Gli amori infelici non finiscono mai
L’uomo senza volto è affetto da una rara malattia: la prosopagnosia, un problema neurologico che impedisce di riconoscere i volti (compreso il proprio) delle persone. Dopo l’incidente che lo ha reso prosopagnosico, l’uomo ha visto la sua esistenza cambiare radicalmente. Il suo matrimonio è finito, ora abita da solo aiutato da un’efficiente governante straniera e si guadagna da vivere dando lezioni private a giovani studenti. Le piccole azioni quotidiane come fare la spesa o prendere l’ascensore, diventano per lui fonte di stress e difficoltà, eppure non rinuncia a un suo piccolo ma potente atto d’amore verso l’unica donna che ha veramente amato, la scrittrice Gisella Montàr. Così ogni pomeriggio l’uomo si reca davanti alla libreria Alice nel paese delle meraviglie a vendere le copie del romanzo d’esordio di Gisella. Intanto Eszter, precaria dell’editoria, si dà da fare per sbarcare il lunario e tutti i giorni sale sull’autobus numero 60, dove incontra l’umanità più bizzarra e – mentre osserva con lo sguardo della scrittrice la Donna Silenzio, Signora Impertinenza, o l’Uomo del Suicidio –  ripensa a Lajos, chef sopraffino e amante della letteratura con cui ha vissuto una profonda storia d’amore...

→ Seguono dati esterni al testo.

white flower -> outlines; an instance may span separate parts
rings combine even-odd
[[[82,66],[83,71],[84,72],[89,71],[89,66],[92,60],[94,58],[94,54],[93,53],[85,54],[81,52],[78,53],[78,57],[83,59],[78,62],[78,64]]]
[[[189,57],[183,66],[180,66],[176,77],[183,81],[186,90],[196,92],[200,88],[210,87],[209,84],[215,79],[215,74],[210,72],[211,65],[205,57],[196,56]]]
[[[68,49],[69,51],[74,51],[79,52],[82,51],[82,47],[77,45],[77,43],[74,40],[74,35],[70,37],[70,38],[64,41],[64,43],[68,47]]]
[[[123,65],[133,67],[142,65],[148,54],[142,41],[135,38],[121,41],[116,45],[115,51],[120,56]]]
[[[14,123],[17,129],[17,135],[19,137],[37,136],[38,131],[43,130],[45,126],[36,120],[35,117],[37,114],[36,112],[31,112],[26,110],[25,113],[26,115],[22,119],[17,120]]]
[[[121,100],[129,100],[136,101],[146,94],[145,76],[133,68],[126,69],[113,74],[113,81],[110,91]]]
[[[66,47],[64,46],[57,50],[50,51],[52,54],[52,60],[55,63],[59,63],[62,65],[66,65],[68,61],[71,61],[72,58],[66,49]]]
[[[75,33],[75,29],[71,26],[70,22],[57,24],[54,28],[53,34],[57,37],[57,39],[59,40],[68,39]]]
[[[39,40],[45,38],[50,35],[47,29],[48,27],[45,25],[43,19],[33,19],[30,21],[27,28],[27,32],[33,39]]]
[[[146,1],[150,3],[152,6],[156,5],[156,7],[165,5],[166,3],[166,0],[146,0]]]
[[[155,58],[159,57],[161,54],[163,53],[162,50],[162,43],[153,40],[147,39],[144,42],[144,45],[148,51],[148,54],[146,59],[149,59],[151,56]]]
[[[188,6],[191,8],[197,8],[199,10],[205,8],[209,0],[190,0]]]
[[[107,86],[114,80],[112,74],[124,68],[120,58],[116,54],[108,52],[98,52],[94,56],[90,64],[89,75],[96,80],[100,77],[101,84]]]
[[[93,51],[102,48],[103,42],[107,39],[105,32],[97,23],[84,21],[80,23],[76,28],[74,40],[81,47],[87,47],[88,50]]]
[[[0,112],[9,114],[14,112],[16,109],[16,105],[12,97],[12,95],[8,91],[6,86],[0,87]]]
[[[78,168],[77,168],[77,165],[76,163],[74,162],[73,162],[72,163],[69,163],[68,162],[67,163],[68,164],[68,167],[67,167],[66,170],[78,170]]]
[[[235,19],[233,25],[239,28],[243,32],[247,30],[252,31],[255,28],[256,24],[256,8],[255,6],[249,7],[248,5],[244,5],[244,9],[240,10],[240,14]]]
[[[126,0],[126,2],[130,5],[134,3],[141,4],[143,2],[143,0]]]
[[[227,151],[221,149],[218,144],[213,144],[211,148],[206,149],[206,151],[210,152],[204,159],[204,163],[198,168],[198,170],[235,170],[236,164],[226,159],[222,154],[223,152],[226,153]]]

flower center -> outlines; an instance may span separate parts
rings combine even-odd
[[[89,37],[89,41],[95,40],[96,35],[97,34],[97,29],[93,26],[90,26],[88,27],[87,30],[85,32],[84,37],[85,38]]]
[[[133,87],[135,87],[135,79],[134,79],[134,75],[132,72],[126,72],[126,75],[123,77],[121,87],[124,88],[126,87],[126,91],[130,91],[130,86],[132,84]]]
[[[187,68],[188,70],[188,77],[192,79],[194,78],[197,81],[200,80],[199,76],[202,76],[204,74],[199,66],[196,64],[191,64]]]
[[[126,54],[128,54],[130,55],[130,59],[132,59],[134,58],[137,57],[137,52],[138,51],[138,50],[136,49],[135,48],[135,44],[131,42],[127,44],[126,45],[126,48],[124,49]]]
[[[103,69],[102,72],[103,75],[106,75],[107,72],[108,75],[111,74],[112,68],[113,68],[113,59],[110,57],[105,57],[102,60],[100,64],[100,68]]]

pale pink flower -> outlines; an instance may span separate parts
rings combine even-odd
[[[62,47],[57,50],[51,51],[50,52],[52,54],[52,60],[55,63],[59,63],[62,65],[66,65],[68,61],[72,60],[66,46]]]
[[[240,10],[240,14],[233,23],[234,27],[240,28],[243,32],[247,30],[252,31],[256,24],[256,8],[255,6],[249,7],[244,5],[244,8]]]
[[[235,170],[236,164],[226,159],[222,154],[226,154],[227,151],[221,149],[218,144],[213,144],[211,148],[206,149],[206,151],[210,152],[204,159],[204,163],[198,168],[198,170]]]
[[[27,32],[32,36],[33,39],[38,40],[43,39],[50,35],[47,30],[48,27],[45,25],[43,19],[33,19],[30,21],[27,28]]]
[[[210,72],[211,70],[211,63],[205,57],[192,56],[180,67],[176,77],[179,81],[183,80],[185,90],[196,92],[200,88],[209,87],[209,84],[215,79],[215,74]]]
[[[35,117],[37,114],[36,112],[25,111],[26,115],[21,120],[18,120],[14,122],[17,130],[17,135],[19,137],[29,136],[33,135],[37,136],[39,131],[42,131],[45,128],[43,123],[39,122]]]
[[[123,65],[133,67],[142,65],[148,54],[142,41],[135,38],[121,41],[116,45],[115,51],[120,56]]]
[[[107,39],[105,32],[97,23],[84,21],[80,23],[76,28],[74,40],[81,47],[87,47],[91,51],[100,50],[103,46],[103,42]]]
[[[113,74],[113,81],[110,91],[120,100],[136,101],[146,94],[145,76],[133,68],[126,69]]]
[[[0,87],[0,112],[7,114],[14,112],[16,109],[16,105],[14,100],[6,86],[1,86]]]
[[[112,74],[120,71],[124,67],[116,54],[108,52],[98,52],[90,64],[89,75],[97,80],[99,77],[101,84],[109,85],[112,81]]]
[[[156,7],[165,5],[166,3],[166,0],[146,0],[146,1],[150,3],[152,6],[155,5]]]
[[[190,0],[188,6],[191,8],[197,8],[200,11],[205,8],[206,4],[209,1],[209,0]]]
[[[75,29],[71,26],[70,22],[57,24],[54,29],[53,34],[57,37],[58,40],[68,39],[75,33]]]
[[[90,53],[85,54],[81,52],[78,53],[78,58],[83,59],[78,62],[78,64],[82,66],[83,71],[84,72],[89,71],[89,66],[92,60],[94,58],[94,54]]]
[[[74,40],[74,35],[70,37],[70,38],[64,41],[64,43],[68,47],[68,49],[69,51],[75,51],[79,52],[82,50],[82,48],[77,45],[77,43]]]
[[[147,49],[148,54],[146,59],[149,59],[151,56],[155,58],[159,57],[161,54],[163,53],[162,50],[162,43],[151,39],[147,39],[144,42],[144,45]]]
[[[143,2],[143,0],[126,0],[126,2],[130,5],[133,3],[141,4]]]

Come ogni buon romanzo riuscito, anche in questo i personaggi si fanno strada fra le pagine senza preoccuparsi di blandire o rassicurare il lettore. Semplicemente arrivano, col loro carico di vita e quel po’ di dolore che ammanta di sana malinconia il passato di tutti, e si mettono a raccontare com’è giusto che i protagonisti di un romanzo facciano. Tra l’altro, questi, paiono usciti magicamente da altri libri e altre storie, visto che Eszter e Lajos sono i protagonisti (anche) di un romanzo di Sándor Márai, ma Isabella Borghese ha l’abilità di trasformarli in personaggi del tutto autonomi e nuovi, estremamente ricchi di sfaccettature, tanto che il lettore sarà piacevolmente sorpreso, quando – sul finire del romanzo – si troverà a ricomporre i pezzi che l’autrice ha sapientemente disseminato nei capitoli precedenti. Una storia molto riuscita e una scrittura evocativa, dalla quale emerge soprattutto l’amore per i libri. Perché è grazie alla letteratura, sembra dirci l’autrice, che – quando tutto pare dissolversi – possiamo mantenere vive le nostre emozioni. Perfino i ricordi dei nostri amori infelici, prendendoci così il doloroso piacere di farli durare per sempre.